All-in-all, this was actually the most interesting experience so far during the kata. We often learn a great deal from our mistakes than our successes, failure can be good for us sometimes – it takes us out of our comfort zone, which is where true learning happens.

As ever, source for this and the previous solutions is available from
http://bitbucket.org/metaljoe/metaljoe_codekata/
under the MIT license. If you want to know more about the Karate Chop code kata, head over to
http://codekata.pragprog.com/2007/01/kata_two_karate.html
and take a look.

This is my third Clojure-based solution to the Karate Chop kata detailed at
http://codekata.pragprog.com/2007/01/kata_two_karate.html

The write up is going to be a little shorter than before, because I’m pretty tired as I type this. As always, source code to the solution is available from BitBucket at
http://bitbucket.org/metaljoe/metaljoe_codekata/
under the MIT license and feedback is definitely always welcome.

For this solution, the aim was to produce a concurrent version of the code. Surprisingly, this proved to be quite tricky to write compared to implementing an equivalent concurrent solution in a language like Python or Erlang. The main problem was that the “Programming Clojure” book apparently missed a few important details about Agents (Agents can’t call Agents, shutdown-agents needs to be called for cleaning up). I got rather frustrated with the documentation and examples available, with the code raising assorted semi-cryptic Agent-related exceptions that weren’t adequately explained anywhere.

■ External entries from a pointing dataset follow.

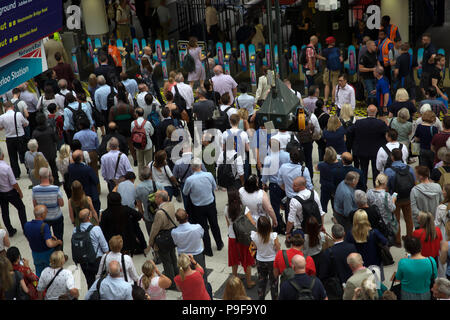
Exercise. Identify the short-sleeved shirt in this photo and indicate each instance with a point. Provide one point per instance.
(382, 89)
(193, 286)
(368, 60)
(429, 248)
(425, 134)
(61, 285)
(32, 231)
(48, 196)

After a considerable amount of time on Google, and a drastic scaling back of my intended implementation, I finally created a working solution this evening.

The original aim was to keep dividing the list in two, spawning a new Agent/thread to investigate each new list by repeating the splits. This would continue until a match was found or an empty list reached. Not very efficient or elegant, but a way to incorporate an element of concurrency into the kata.

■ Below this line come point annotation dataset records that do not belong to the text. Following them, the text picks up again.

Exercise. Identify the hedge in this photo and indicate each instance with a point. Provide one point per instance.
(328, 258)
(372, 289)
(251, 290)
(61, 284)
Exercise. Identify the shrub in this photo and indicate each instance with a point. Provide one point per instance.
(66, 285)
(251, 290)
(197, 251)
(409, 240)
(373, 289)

Since Agents can’t call Agents, the first major hurdle I had, I ended up running just two Agents: one to check the left half of the initial list, the other to check the right. The spawning of further Agents was eliminated in favour of an inefficient recursive check of each half of these lists, and so on. I opted to keep this style of checking, to “simulate” what my original implementation would have operated like.

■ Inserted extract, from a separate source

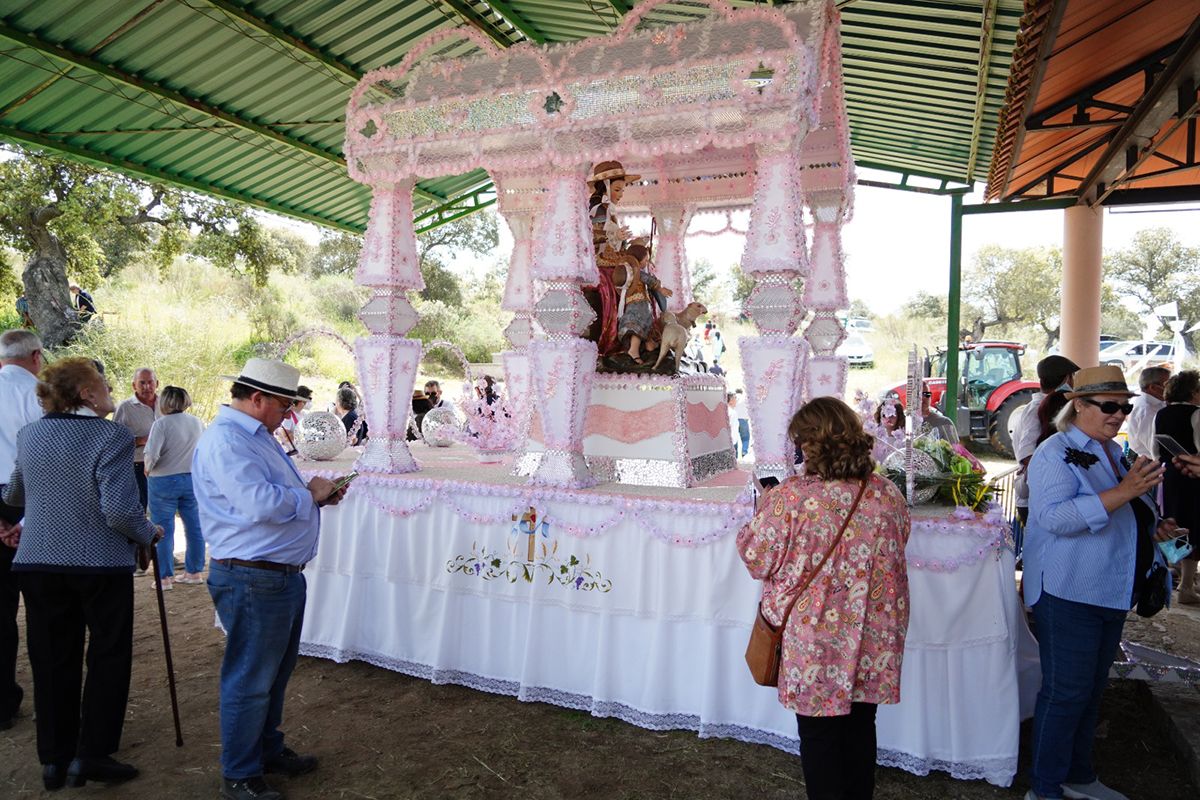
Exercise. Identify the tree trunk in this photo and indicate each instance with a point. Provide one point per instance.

This worked well, but the script would not quit until killed with Control-C. After another search through the book and docs, I found a reference to calling shutdown-agents. This only worked when called at the end of the script, not within the function calling the agents for various reasons.

I also took the opportunity to try and make a little more legible approach, as well as try out the split-at function.

Now I need sleep.

This is the second attempt at a Clojure-based solution to the Karate Chop kata detailed at
http://codekata.pragprog.com/2007/01/kata_two_karate.html

Source code is available from BitBucket at
http://bitbucket.org/metaljoe/metaljoe_codekata/
and is offered under the liberal MIT License. Since the aim of a kata is to learn and become a better programmer, feedback is always welcome.

Since the previous solution became a recursive one, my aim for this attempt was to work on an iterative implementation. Concerned about the rather ugly feel to the recursive code, I was also looking to produce something a bit more compact, a bit more elegant.

The code actually came to me pretty quickly compared to the first attempt. One advantage is that the problem domain is clearer on the second attempt, my brain has had time to consider the pitfalls and map out a more concise understanding of the problem. The other factor is that writing my own Clojure code, as opposed to quick REPL exploration or fill-in-the-blank exercises, has become more natural. I have begun to start thinking in Clojure. Note that I said “have begun to” – I still have more work to do on that front.

As far as implementation went, it was pretty smooth until I hit one snag: an infinite loop. It took a while to figure out what was going on, until I spotted a glaring issue. If the slice/partition of the list I’m looking at reaches one element, I check it for a match. If it didn’t match, I would loop around and search it again. An embarrassing newbie error, but a useful mistake to make. I added the appropriate check and all the tests passed.

After completing the implementation I spotted the second mistake when I reviewed the code later on. I was testing for an empty list on each iteration. While it has no impact on the output, it’s an unnecessary check for the implementation – if the list does suddenly become empty, we have bigger problems!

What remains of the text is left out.